The charity wants the Environment Agency, which licenses the fishery, to implement a by-law.
Mark Thomas of the RSPB said: "While filming from a hidden location on the seafront we were shocked to see large numbers of seabirds struggling to avoid drowning in nets.
"We believe the fishermen could easily have released the birds earlier, but instead they chose to release their haul of fish, ignoring over 40 birds floundering for several hours.
"Similarly, a few days earlier we'd filmed lots of birds which had died in a fishing net left set overnight."
The RSPB said it was concerned the fishery was not being sustainably managed and said more could be achieved by good practice, underpinned by enforceable legislation.
The majority of seabirds caught have been razorbills, which are thought to have come from colonies on the nearby Flamborough Head protected sites, including the RSPB's Bempton Cliffs nature reserve.
Mark Scott, from the Environment Agency, said: "We don't have direct legal powers to close the fishery at Filey, so we are looking at the alternative options to protect the seabirds whilst maintaining a viable fishery.

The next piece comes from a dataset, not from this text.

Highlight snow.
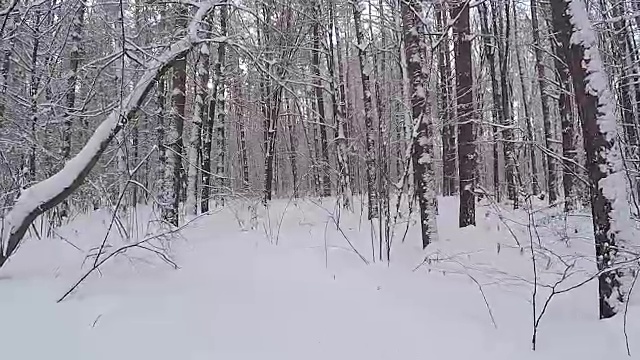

"We are funding a study at Filey to look at all the scientific evidence to see if the numbers of birds being caught by the fishing is having an adverse effect on the local seabird population.
"This is a unique set of circumstances which have required us to find a way forward that is in everyone's interests.
"We want to find a sustainable solution which allows birds, fish and local economy to benefit from this high quality environment."